I don’t know if I should say he proposed to me out of pressure. This is because his younger brother was about to get married so maybe he didn’t want to look like he doesn’t have a normal life. I accepted to marry him because we have been together for two years and he treated me well. He also professed his love for me regularly so I thought it was genuine and we were meant to be.
However, things are not as I thought. I have been wearing this engagement ring he gave me since four year and it is beginning to chase suitors away from me. Some men have been coming to seek my hand in marriage but I always tell them that I am engaged to someone. They always give up when I tell them this.
Now, it breaks my heart that the guy I have been by his side for more than 2 years as a girlfriend and 4 years as a fiance doesn’t want to take a bold step and change my status to that of a wife. People in my office now mock me and say certain bad things about me. I once had a misunderstanding with a female colleague and she called me lord of the rings. She reminded me of how long I have been wearing a ring and how I do not have any hope of taking it off anytime soon because my man is a coward.
I won’t lie, this broke me. I always try to talk to my man about going to see my people and wedding marriage but he always comes up with an excuse. Today he’ll say he is not financially balanced, tomorrow he’d say he is not ready for marriage, another day he will say he is busy chasing his dreams.
This is becoming unbearable. It is not as if he doesn’t have enough to marry me, He has a good paying job and other small businesses people are managing for him. He buys me expensive shoes and clothes so why is he not going to marry me?

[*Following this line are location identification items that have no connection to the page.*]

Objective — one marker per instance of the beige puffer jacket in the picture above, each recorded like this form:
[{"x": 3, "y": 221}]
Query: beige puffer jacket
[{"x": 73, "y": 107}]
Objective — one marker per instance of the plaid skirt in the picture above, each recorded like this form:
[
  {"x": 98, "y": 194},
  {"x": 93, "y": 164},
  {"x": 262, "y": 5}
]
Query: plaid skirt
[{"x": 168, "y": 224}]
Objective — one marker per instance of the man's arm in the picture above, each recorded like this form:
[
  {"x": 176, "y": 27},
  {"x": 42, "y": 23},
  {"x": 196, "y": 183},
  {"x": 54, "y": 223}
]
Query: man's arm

My family and some friends think I am under a spell because they don’t understand how I’ll be wearing his engagement ring for 4 years. Honestly, I have thought about this over and over again and I don’t know if I am well at all. I thought I stayed with him all these years because he is a nice man but I don’t think that’s enough reason.
We do everything couples do except having children. I live with him as well. Last week, I couldn’t sleep because I don’t know if he’ll ever marry me. I feel like I’ve wasted my time waiting for him so that night I decided to give him back his ring, rent my own place, move out and move on with my life.
I am just scared that I may not find a man to marry me because I’m getting old. I am currently 34 and I don’t know how I’d be able to stay without him. What if I don’t get a man to love me like he loves me. I am very confused as I write. Should I return his ring or keep waiting for him? Talk to me please.